China’s industrial policy has long been a point of contention for the US and other Western nations.

Washington has accused China of unfair trade practices, including intellectual property theft, forced technology transfer, a lack of market access for American companies and using state subsidies that create an uneven playing field for foreign firms.

China, meanwhile, has accused the US of trying to restrict its rise as a global economic power.

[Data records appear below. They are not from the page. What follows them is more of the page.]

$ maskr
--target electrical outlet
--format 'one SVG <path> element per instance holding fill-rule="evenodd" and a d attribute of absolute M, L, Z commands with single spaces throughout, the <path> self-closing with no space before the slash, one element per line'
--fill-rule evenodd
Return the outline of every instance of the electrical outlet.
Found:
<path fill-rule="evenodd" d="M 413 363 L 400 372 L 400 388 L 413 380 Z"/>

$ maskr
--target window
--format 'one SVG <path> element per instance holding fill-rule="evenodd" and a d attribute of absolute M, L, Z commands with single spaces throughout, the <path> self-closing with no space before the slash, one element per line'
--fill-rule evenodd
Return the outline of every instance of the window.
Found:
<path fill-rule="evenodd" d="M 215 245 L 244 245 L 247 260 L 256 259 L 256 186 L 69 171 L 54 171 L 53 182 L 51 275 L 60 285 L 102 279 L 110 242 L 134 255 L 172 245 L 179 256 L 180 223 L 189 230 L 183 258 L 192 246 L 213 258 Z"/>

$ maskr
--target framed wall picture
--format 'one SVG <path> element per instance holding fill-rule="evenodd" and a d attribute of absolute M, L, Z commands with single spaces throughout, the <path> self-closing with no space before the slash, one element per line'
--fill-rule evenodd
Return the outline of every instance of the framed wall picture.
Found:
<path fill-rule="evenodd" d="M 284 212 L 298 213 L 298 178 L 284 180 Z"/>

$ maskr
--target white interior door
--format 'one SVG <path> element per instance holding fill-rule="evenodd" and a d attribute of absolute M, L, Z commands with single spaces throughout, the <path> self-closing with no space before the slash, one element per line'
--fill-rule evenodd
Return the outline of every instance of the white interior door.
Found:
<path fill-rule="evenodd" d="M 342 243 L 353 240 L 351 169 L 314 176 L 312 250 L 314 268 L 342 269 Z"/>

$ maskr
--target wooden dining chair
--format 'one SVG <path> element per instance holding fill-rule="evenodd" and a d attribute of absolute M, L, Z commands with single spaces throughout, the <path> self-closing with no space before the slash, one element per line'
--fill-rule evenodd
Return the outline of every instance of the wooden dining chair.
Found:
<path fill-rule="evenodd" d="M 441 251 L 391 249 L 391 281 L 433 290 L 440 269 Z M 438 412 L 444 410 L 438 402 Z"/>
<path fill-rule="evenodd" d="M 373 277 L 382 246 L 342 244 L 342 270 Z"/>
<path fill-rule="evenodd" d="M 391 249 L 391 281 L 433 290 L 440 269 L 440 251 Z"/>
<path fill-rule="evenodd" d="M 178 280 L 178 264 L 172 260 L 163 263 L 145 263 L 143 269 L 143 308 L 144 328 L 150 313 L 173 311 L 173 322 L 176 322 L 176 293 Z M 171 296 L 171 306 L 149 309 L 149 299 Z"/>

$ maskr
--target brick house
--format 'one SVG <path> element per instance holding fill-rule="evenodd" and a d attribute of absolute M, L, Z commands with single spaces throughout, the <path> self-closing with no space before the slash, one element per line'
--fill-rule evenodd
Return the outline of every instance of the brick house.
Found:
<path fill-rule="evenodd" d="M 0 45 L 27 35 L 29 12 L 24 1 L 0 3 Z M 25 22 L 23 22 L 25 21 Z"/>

China outspends every other country when it comes to supporting industrial policy, according to a separate study by the Centre for Strategic and International Studies (CSIS), a US think tank.

In 2019, China is estimated to have spent at least 1.73 per cent of GDP to help its industries, said the report released last month.

That is more than twice as much as South Korea, the second-largest spender. In dollar terms, China spends more than twice as much as the US, the study found.

The research, funded by the US Department of State, defined industrial policy as any state intervention – whether explicit or implicit – that aims to reallocate resources to support certain firms or sectors to achieve one or more policy objectives.

Atkinson said the US could take a leaf out of Germany’s book, which had seen its output in advanced industries as a proportion of GDP increase from 27 per cent more than the global average in 1995 to 74 per cent more in 2018, even though its share of global output declined in all seven industries in the Hamilton Index.

As a share of its economy, Germany’s motor vehicle industry is three times the global average, and its machinery industry 2.5 times the global average. Germany trails the US in information services, but it still grew to more than 26 per cent of the global average in 2018.

“Germany has long been a model of how to succeed in advanced manufacturing – from its vocational training programmes for workers to its collaborative model of research and development, with a clarity of purpose between industry and government.

“So, at least when it comes to policies, America could replicate German successes. But to date it has chosen not to,” said Atkinson.

However, if US policymakers continue to dither, the US could very well “reach a point of no return within this decade”, said Atkinson, where the country will have permanently lost competitive advantage in most advanced-industry sectors.

“We only have to look at Russia to see what weakness in advanced production does to a country’s autonomy,” he said.

The Hamilton Index aggregates data from the Organisation for Economic Co-operation and Development on value-added production in these seven advanced-industry sectors. The full data set covers 66 countries over the 24-year period.